Pura adrenalina emocional

Ainara LeGardon está de aniversario: este año se cumplen dos décadas de su primer concierto. Por aquel entonces tenía 14 años, le apasionaban las cajas de ritmo de Depeche Mode y la oscuridad de The Cure y era «igual de transgresora y vanguardista que ahora», bromea medio escondida tras sus gigantes gafas de sol. «Tomé muy pronto la decisión de dedicarme a la música. Desde los siete años se convirtió en mi válvula de escape, tocando se me olvidaban los malos momentos», recuerda.

Fue buena estudiante, pero pronto se dio cuenta de que, entre la guitarra y el estar analizando Ph's en un laboratorio, la música le ganaba la partida a la Química por goleada. Y no le ha ido nada mal. Chris Eckman (The Walkabouts) la apadrinó y produjo sus dos primeros discos, folk herido y ultrapersonal. Y hasta Mark Lanegan, su dios particular, la ha felicitado personalmente por su manera de entregarse sin límites a la hora de componer y subirse a un escenario, dejándose no sólo la piel, sino también el corazón.

LeGardon acaba de publicar We once wished (Aloud Music), un disco repleto de canciones duras, inflamadas y emocionalmente explosivas, algo más eléctrico de lo habitual. Ha tardado cinco años en sacarlo de dentro. Está inspirado en 48 horas de su vida que marcaron un antes y un después y que, todavía hoy, la acompañan allá donde va. No da más detalles, prefiere mantener algunas cosas en secreto. «En cada disco lo vuelco todo, necesito vivir así. Sé que caminar al filo de emociones tan potentes te puede llegar a crear problemas, pero no sé hacerlo de otra manera», explica. «Pero el misterio es necesario, porque al fin y al cabo, es mi vida de la que hablamos. De todos modos, el hecho de que las letras no sean tan explícitas hace que mucha gente se identifique». Sus canciones, confiesa orgullosa, han inspirado relatos, un libro y hasta una tesis doctoral.

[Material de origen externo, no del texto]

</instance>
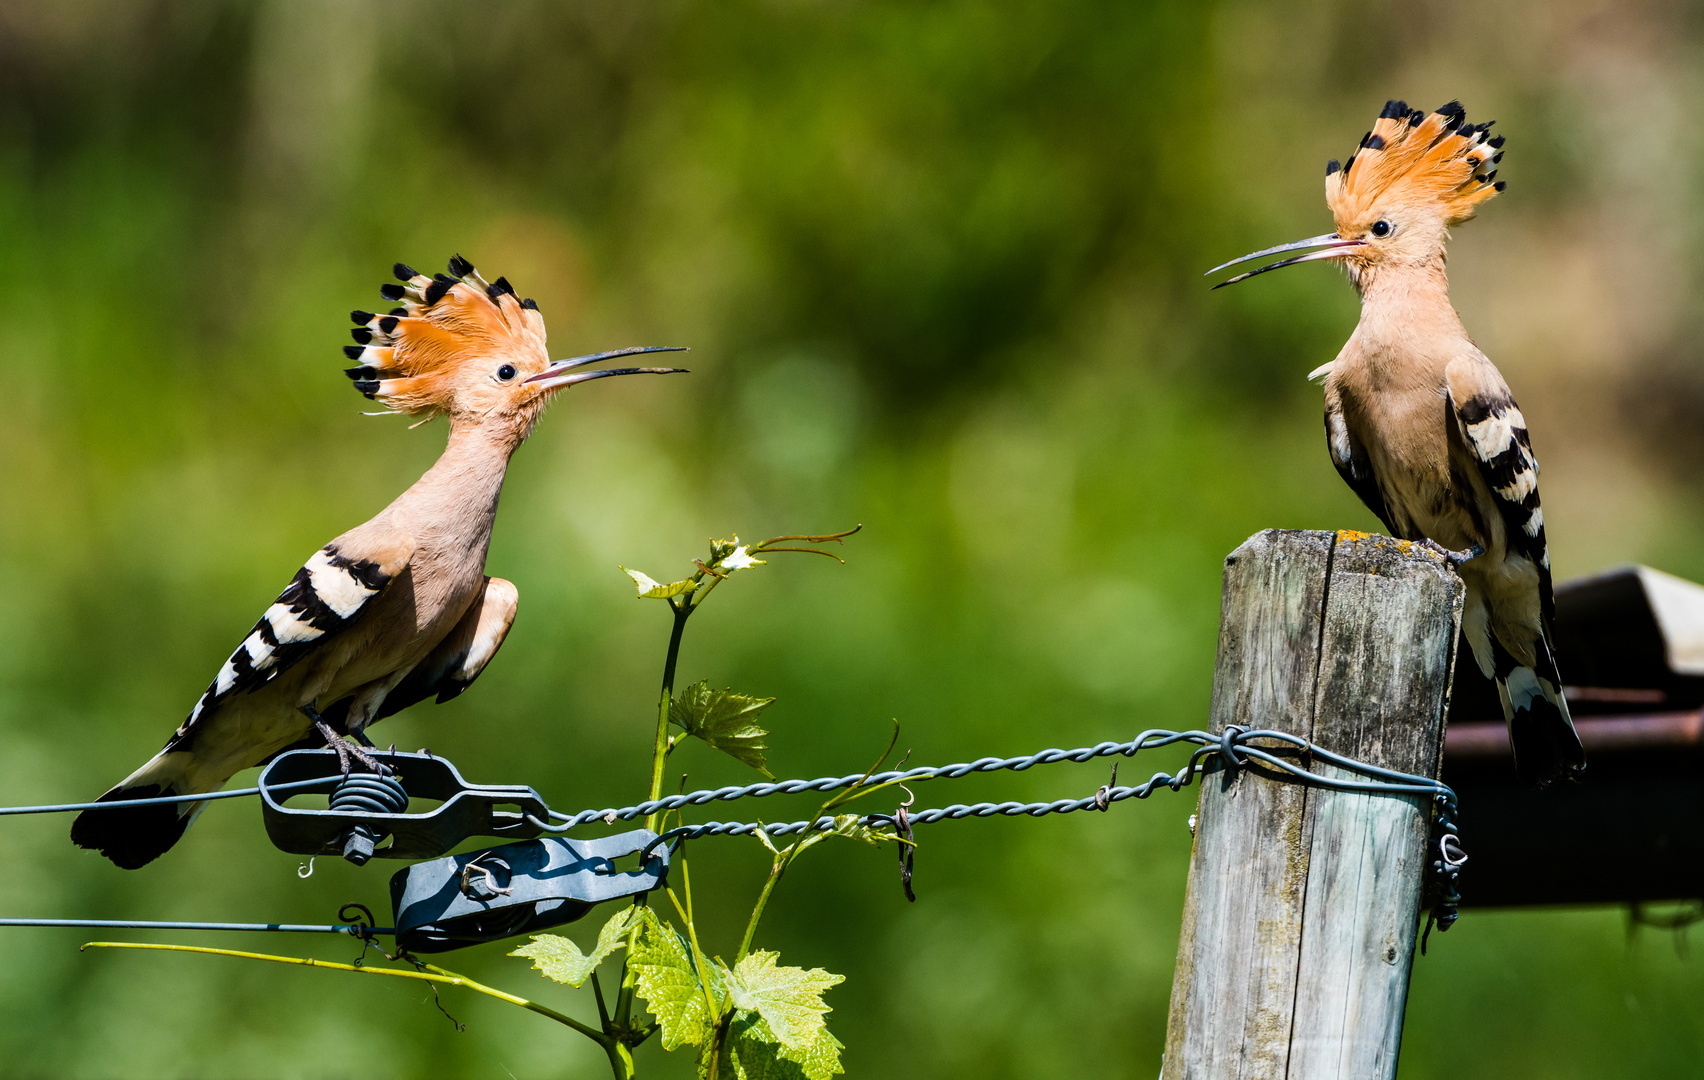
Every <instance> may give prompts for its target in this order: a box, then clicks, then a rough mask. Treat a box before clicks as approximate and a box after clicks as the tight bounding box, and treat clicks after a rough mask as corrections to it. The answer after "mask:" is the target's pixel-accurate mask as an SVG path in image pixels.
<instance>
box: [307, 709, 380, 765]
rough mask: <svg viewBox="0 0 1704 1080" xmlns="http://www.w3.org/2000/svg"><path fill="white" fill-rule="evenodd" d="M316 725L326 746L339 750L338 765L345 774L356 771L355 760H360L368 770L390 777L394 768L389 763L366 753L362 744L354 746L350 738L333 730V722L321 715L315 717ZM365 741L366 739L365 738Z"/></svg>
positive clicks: (327, 746) (372, 755) (320, 734)
mask: <svg viewBox="0 0 1704 1080" xmlns="http://www.w3.org/2000/svg"><path fill="white" fill-rule="evenodd" d="M314 727H315V731H319V732H320V738H322V739H325V746H327V748H329V750H334V751H337V765H339V767H341V768H343V775H346V777H348V775H349V773H351V772H354V765H353V761H360V763H361V765H365V767H366V768H368V772H375V773H378V775H380V777H389V775H390V772H392V770H390V767H389V765H385V763H382V761H380V760H378V758H375V756H373V755H370V753H366V751H365V750H361V748H360V746H353V744H351V743H349V739H346V738H343V736H341V734H337V732H336V731H332V729H331V724H327V722H325V721H322V719H319V717H314ZM356 738H360V736H356ZM363 741H366V739H363ZM366 744H368V746H373V744H371V743H366Z"/></svg>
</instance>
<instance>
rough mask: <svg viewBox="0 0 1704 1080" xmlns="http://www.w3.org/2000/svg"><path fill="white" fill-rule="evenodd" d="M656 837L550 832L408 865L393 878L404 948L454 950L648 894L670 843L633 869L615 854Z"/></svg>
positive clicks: (644, 833)
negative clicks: (554, 832) (596, 908)
mask: <svg viewBox="0 0 1704 1080" xmlns="http://www.w3.org/2000/svg"><path fill="white" fill-rule="evenodd" d="M654 840H656V833H653V831H651V830H634V831H630V833H620V835H617V836H600V838H596V840H567V838H561V836H545V838H540V840H523V842H520V843H506V845H503V847H496V848H486V850H484V852H463V853H460V855H450V857H446V859H435V860H431V862H417V864H414V865H411V867H404V869H400V870H397V872H395V874H394V876H392V877H390V905H392V910H394V911H395V920H394V922H395V928H397V947H399V949H406V951H409V952H448V951H450V949H462V947H465V945H477V944H481V942H492V940H499V939H504V937H515V935H518V934H533V932H537V930H545V928H549V927H561V925H562V923H571V922H574V920H578V918H581V916H583V915H586V911H590V910H591V908H593V906H596V905H600V903H605V901H608V899H622V898H627V896H637V894H639V893H649V891H651V889H654V888H658V886H659V884H663V879H665V877H666V876H668V855H670V845H666V843H659V845H656V847H654V848H653V850H649V852H646V855H644V862H642V864H639V865H637V867H632V869H625V870H622V869H617V865H615V860H617V859H622V857H624V855H632V853H634V852H642V850H644V848H648V847H649V845H651V842H654Z"/></svg>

Pese a ser una de las artistas españolas más respetadas de la escena (apunte: está cansada de que le hablen de PJ Harvey), la crítica se empeña en repetir una y otra vez que su trabajo está «injustamente infravalorado», algo que no acaba de entender. «Yo me siento valoradísima, el público me respeta muchísimo y noto que es fiel», insiste. «Tengo la suerte de contar con un puñado de amigos músicos que me admiran y trabajan conmigo por amor al arte y por amistad, y eso es impagable. Vivimos a cientos de kilómetros así que no podemos ensayar todo lo que querríamos, pero todo lo compensa la complicidad que luego se logra en el escenario. Me vale más una mirada a los ojos que la posibilidad de estar tocando con los mejores músicos del mundo con los que no tienes conexión. Otra cosa es que los discos se vendan más o menos, para mí es secundario. La intensidad de los directos, sean delante de 100 o de 1000 personas, es lo que cuenta para mí».